Good Afternoon Brothers..

I was going to do a review of this lovely tobacco.. But I figured I would save a little time and spice-up / hijack IHT's thread.. 

I Recently opened another tin of this stuff, I personally enjoy it very much.
This tin was from 2009.. So it has a little age to it.

The tin aroma is incredible. Dark, earthy, fermented , fruity, figgy, a little spicy... Just makes you want to take a bite of it.

I find it to have a nice combination of the dark semi-sweet cavendish and the spicy perique.. You can taste them mingling throughout your enjoyment of the bowl.

I would kind of call this an armomatic to some degree.. But not in a traditional sense, I think folks that enjoy aros and those who don't could both like this blend.

It rubbed and burned beautifully right out of the can...

Here are some pictures of this delicious stuff.
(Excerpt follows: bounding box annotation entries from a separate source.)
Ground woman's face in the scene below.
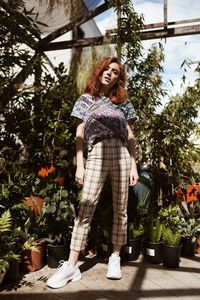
[100,62,120,93]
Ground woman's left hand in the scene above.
[129,169,139,185]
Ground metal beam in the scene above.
[40,25,200,51]
[40,1,113,46]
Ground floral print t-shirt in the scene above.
[71,94,138,151]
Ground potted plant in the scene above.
[160,203,184,268]
[0,210,20,283]
[179,199,200,257]
[124,220,144,261]
[144,213,163,264]
[29,163,76,268]
[42,186,75,268]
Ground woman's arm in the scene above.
[127,122,139,185]
[75,119,85,184]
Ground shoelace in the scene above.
[58,260,65,268]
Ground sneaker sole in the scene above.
[47,274,82,289]
[106,274,122,280]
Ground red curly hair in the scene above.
[85,57,128,104]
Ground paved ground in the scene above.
[0,254,200,300]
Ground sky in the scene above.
[38,0,200,115]
[96,0,200,109]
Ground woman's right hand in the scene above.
[75,166,85,185]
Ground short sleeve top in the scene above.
[71,94,138,151]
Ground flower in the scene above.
[38,164,55,177]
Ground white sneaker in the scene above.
[46,261,82,289]
[106,253,122,279]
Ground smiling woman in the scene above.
[47,57,138,288]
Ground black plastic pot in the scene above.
[181,237,196,257]
[47,244,69,268]
[163,244,182,268]
[144,241,163,264]
[124,237,142,261]
[3,260,19,284]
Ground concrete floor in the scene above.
[0,254,200,300]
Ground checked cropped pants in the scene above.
[70,138,131,251]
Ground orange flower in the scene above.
[24,196,43,216]
[55,177,65,185]
[38,168,49,177]
[47,164,55,174]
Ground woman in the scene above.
[47,57,138,288]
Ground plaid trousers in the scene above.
[70,138,131,251]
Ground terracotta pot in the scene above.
[24,196,43,216]
[3,260,19,284]
[20,243,45,272]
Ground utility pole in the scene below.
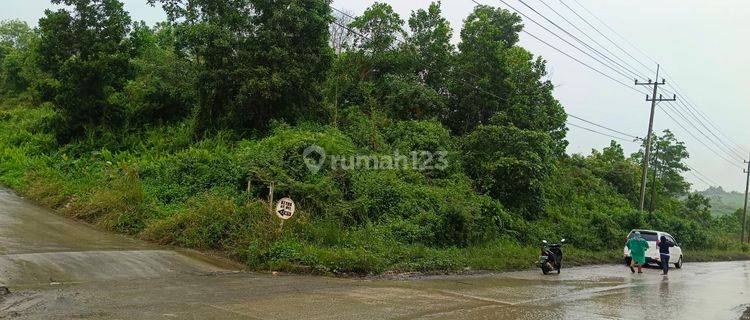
[635,65,677,211]
[648,141,659,212]
[740,160,750,243]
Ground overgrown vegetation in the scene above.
[0,0,748,274]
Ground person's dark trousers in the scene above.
[661,254,669,274]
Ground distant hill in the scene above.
[698,187,745,215]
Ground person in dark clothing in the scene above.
[656,236,674,276]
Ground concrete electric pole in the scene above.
[635,65,677,211]
[740,161,750,243]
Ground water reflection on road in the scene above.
[0,190,750,319]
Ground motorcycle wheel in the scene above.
[542,265,549,275]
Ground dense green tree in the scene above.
[448,6,567,155]
[408,1,455,95]
[462,119,552,219]
[149,0,332,133]
[586,140,641,205]
[0,20,38,94]
[118,22,196,129]
[632,130,690,208]
[448,5,523,134]
[36,0,131,141]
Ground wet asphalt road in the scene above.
[0,190,750,319]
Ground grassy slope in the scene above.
[0,107,748,274]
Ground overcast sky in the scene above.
[5,0,750,192]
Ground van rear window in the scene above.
[628,231,659,241]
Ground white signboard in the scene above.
[276,198,295,220]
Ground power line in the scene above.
[539,0,639,78]
[565,122,634,142]
[521,30,645,94]
[670,67,747,157]
[332,5,643,142]
[567,113,641,140]
[666,90,744,160]
[471,0,630,78]
[560,0,744,159]
[661,103,742,169]
[559,0,658,72]
[684,163,721,187]
[548,0,744,168]
[520,0,639,77]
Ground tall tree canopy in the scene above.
[37,0,131,141]
[149,0,332,133]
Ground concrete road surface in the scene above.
[0,190,750,319]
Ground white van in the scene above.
[623,230,682,269]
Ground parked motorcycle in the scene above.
[539,239,565,274]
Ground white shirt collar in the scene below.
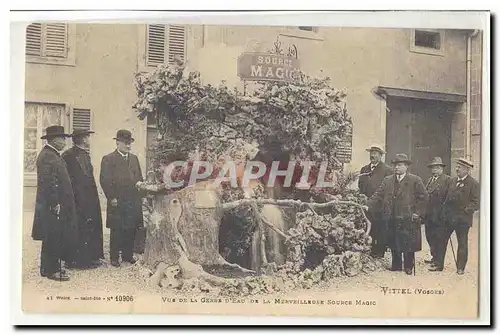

I hope this may spark your interest , if you have never tried any.




































































































Peace..

- Vin


----------



## RJpuffs (Jan 27, 2008)

Nice pics and good review! When you say "aromatic", is it like a topping oozing with gooseberries and gravy - or a light flavor over the cavendish?


----------



## Nick S. (Jul 10, 2011)

RJpuffs said:


> Nice pics and good review! When you say "aromatic", is it like a topping oozing with gooseberries and gravy - or a light flavor over the cavendish?


That is a good question... does it have an added flavoring? I have a tin of this, but it is only at the 8 month mark... I think I am going to wait for it to reach at least a year before I open it...


----------



## PinkFloydFan (Oct 1, 2009)

Nice fellas. 

It is by no means "oozing" with any topping at all that I can notice. It has just a lightly sweet taste of the fermented virginia cavendish, But not overpowering whatsoever.

The spicy / peppery note from the perique compliments it perfectly in my opinion. I can really pick up many subtle flavors when working this blend in a slow sip retrohale fashion. 

Its not a "dessert" type tobacco in my opinion.

- Vin


----------



## TonyBrooklyn (Jan 28, 2010)

PinkFloydFan said:


> Good Afternoon Brothers..
> 
> I was going to do a review of this lovely tobacco.. But I figured I would save a little time and spice-up / hijack IHT's thread..
> 
> ...


Great post and pictures R/G for you sir!


----------